On peut toujours trouver de bons ou de mauvais arguments pour justifier une décision et je n'essaierai pas outre mesure.
Ce qui a fait pencher la balance dans mon cas, c'est le discours de Ségolène samedi dernier. Autant je peux comprendre sa volonté de ne pas diaboliser le centre, sa volonté d'ouverture du parti, son souci de renouvellement des générations autant je ne supporte pas son catholicisme de gauche, son ton ultra-compassionnel quand elle parle des pauvres, et sa stratégie de victimisation qui en appelle sans cesse à l'opinion et à la base pour contourner le parti. Elle a toute sa place parmi nous mais pas à celle de chef de parti. Par contre, j'aurais été bien ennuyé si elle avait mis Peillon en avant car lui c'est un vrai talent.

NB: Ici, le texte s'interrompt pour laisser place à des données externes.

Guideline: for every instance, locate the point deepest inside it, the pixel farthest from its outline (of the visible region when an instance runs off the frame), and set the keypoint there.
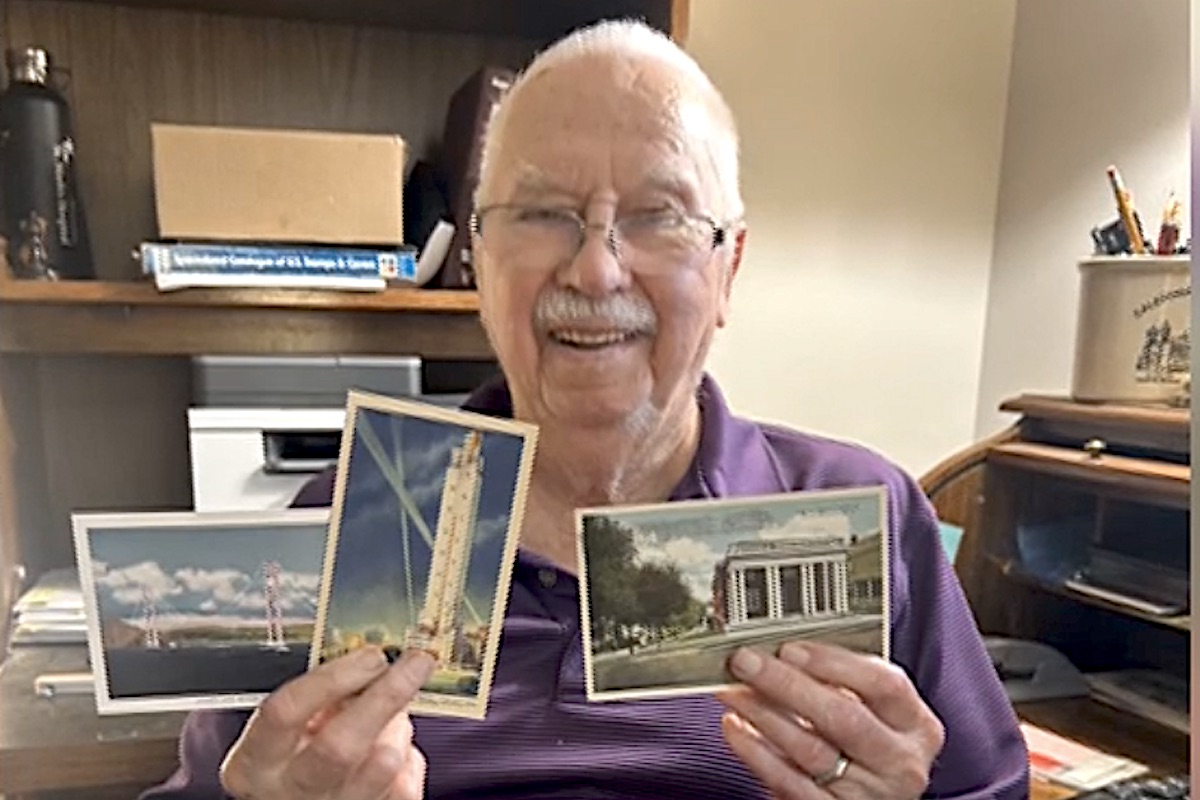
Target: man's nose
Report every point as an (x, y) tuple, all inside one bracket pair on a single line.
[(597, 269)]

Martine Aubry n'a pas que des qualités, mais elle respecte le parti. Elle a des alliés encombrants et contradictoires et je n'ai pas aimé complètement le discours qu'elle a prononcé ce week-end. Mais c'est moins gênant que les méthodes récurrentes de notre ancienne candidate qui infantilise trop souvent les militants à la mode d'une bande de scouts.
Enfin et ce n'est pas le moins important, il y a aussi la cohérence à avoir avec le choix fait au niveau départemental, même si les enjeux sont différents.
Je vote et j'appelle à voter Aubry. Et espérons que mon choix sera cette fois gagnant.
PS : il y a une raison supplémentaire de voter Aubry : elle peut être élue au premier tour. On sortirait enfin de ce combat des personnes par un vote des militants qui légitimerait incontestablement le vainqueur, ce que le vote du 6 novembre n'a pas permis.